"Segmentation" of eye-tracking data in Python (e.g. pandas)
A more general question from me this time. I typically used OpenSesame to present my stimuli whilst using the eye tracker (usually Tobii Glasses or, like this time, the SMI red-500). In my current experiment, I am sending string messages to the eye tracker at the start of each trial (numbered), at the onset of the stimulus of interest, and at its offset.*
One thing that I've never managed to do in the most efficient way possible is selecting all the data in the dataframe for each trial between (and including) the two messages. Then, I could simply run aggregate functions on each period of interest (e.g. total dwell time on an AOI) and merge it with the OS output fur further data processing.
I was thinking of using the
.loc function in Pandas.

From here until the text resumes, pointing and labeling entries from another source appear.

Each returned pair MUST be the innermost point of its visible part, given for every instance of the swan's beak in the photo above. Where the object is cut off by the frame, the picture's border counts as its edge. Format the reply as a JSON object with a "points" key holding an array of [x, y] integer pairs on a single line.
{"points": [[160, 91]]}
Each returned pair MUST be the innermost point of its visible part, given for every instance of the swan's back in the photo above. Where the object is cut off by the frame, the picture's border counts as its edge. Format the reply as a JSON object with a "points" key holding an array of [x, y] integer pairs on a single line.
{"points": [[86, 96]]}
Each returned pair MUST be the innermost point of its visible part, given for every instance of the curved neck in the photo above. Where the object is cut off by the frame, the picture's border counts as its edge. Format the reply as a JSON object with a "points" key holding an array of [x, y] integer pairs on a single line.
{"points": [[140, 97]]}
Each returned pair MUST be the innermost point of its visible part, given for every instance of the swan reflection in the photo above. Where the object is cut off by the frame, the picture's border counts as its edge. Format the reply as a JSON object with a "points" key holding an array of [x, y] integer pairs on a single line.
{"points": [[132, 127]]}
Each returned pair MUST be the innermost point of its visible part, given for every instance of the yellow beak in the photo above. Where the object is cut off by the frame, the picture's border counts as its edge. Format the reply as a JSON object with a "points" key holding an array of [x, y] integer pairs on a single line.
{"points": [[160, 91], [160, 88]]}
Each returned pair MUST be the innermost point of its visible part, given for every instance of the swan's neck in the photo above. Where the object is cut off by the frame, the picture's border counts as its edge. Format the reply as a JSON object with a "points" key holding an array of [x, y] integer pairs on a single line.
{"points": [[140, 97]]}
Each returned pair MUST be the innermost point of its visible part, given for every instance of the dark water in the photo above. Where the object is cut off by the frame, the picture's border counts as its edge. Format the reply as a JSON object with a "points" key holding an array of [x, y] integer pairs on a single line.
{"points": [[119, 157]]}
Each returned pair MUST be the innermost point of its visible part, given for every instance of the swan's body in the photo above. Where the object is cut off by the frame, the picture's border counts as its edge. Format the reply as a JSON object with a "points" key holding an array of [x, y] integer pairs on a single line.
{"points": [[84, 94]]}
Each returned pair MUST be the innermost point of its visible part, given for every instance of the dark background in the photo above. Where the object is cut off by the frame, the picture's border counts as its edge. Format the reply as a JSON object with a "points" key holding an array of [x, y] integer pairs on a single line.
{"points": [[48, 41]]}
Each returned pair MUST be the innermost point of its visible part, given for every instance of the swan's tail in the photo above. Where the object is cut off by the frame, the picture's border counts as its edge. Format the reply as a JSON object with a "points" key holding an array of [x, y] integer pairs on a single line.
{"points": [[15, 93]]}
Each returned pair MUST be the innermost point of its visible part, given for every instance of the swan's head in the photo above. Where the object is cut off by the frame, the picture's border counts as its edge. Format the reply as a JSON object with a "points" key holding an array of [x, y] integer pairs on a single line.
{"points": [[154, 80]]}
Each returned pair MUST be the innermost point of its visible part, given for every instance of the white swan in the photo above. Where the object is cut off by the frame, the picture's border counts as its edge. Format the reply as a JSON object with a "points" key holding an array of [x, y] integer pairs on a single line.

However, what I find the most tricky with something like Pandas compared to, say, Matlab, is iterating through the dataframe (I.e. "find the next instance and index it, then find the next instance and index it, then ... etc." instead of "find all and aggregate", if that explanation makes sense.
I am asking here first rather than on Stack Overflow, because this type of data is quite common in psych experiments. In short, just wondering if there's anyone who used Python to process similar data, and/or whether I am missing something obvious.
- PS @eduard, if you're reading along - According to your script, this function is not supported in SMI, but there is an easy solution. Remind me to commit to you Git.